Die US-Regierung unter Präsident Donald Trump hat eine Vereinbarung mit Saudi-Arabien über den Aufbau eines zivilen Atomprogramms unterzeichnet. Der Vertrag soll eine Laufzeit von 30 Jahren haben und US-Unternehmen eine Schlüsselrolle beim Bau der Atominfrastruktur im Königreich sichern. Experten warnen jedoch vor einem atomaren Wettrüsten in der ohnehin instabilen Region, insbesondere angesichts des laufenden Iran-Kriegs.
Milliarden-Deal mit unklaren Details
Den genauen Inhalt des Abkommens machte die US-Regierung zunächst nicht publik. Nach Informationen des „Wall Street Journal“ könnte es jedoch den Weg für Urananreicherung in Saudi-Arabien ebnen.
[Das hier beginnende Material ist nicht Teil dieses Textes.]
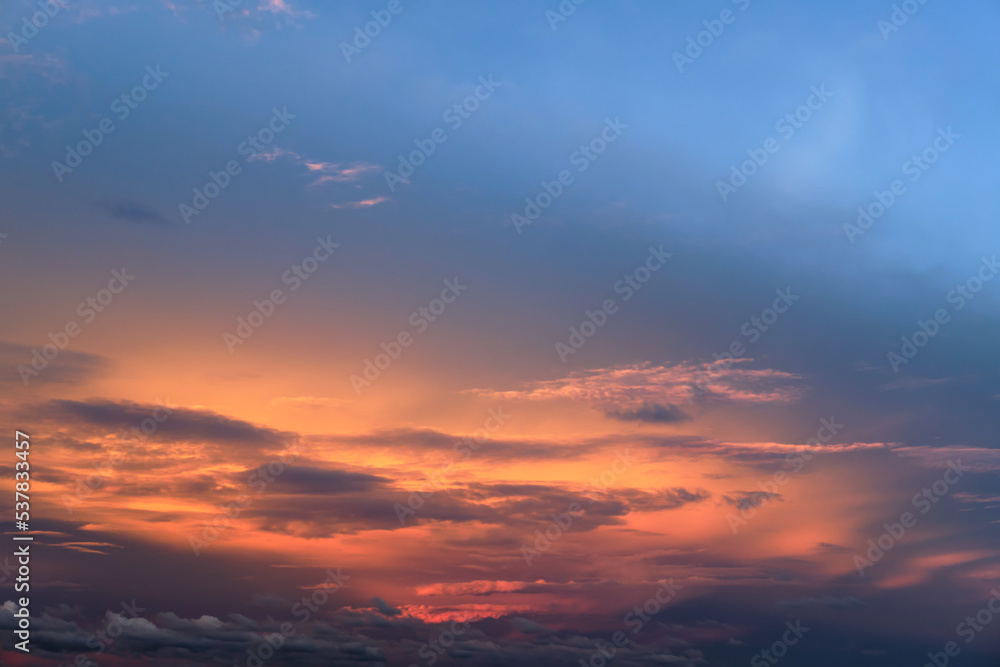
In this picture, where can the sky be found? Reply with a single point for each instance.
(410, 332)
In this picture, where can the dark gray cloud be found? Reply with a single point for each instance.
(182, 424)
(653, 413)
Eine zentrale Regelung sieht demnach vor, dass US-Unternehmen eine Urananreicherungsanlage bauen dürfen, sofern eine gemeinsame amerikanisch-saudische Studie dies als gerechtfertigt erachtet. US-Energieminister Chris Wright betonte, die Vereinbarungen würden höchste Sicherheitsstandards gewährleisten und die Verbreitung von Atomwaffen verhindern.
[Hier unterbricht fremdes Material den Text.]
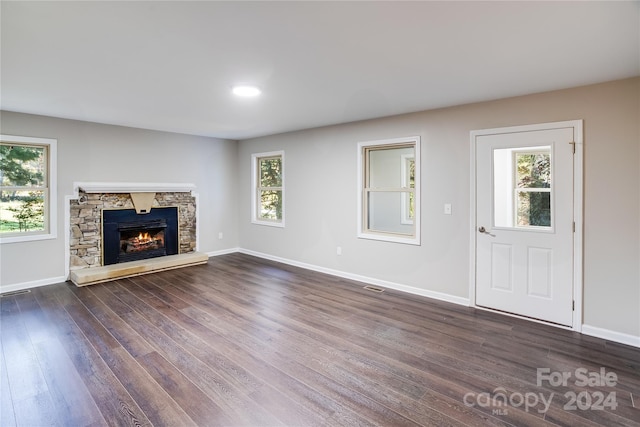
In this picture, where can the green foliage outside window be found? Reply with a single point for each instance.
(270, 184)
(534, 184)
(22, 195)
Hintergrund: Saudi-Arabiens nukleare Ambitionen
Saudi-Arabien hat kein bekanntes Atomwaffenprogramm, treibt die Nutzung von Kernkraft unter Kronprinz Mohammed bin Salman jedoch seit Jahren voran. Er hat mehrfach erklärt, dass sein Land nicht nach Atomwaffen strebe, aber „so schnell wie möglich“ folgen werde, falls der Iran diesen Schritt gehen sollte. Der angebliche – und von Teheran dementierte – iranische Atomwaffenwunsch wurde von der US-Regierung und Israel als Hauptgrund für die Angriffe auf die Islamische Republik Ende Februar angeführt.
Kontrolle und Inspektionen unzureichend
Um eine militärische Nutzung zu verhindern, wäre der Zugang internationaler Inspektoren zu den Standorten entscheidend. Saudi-Arabien hat den Atomwaffensperrvertrag (NPT) unterzeichnet und eine umfassende Vereinbarung mit der IAEA, jedoch kein Zusatzprotokoll, das der Behörde die Suche nach geheimen Aktivitäten erlauben würde. Laut „New York Times“ habe Trump Bedingungen zugestimmt, die Inspektoren den Zugang zu bestimmten Standorten verwehren könnten.
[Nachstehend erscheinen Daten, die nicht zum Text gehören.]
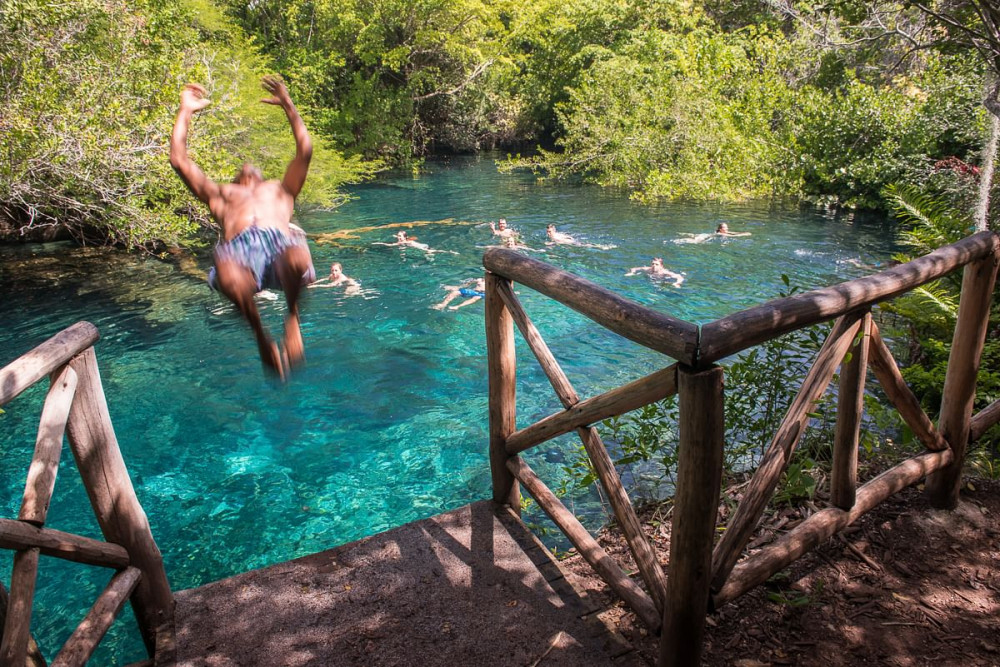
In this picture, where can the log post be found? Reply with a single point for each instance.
(48, 447)
(502, 371)
(850, 407)
(14, 646)
(119, 514)
(34, 657)
(696, 506)
(960, 379)
(779, 452)
(899, 394)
Wirtschaftliche Interessen und geopolitische Rivalitäten
Die USA wollen von dem Deal wirtschaftlich profitieren, indem sie Nukleartechnik exportieren und Arbeitsplätze schaffen. Zugleich soll der Einfluss von China und Russland zurückgedrängt werden, die ebenfalls mit Saudi-Arabien über Atomkraft verhandeln. Der Deal wird nun dem US-Kongress vorgelegt, wo Widerstand erwartet wird. Viele Abgeordnete lehnen die Verbreitung von Atomtechnik in einer instabilen Region ab, besonders während des Krieges mit dem Iran.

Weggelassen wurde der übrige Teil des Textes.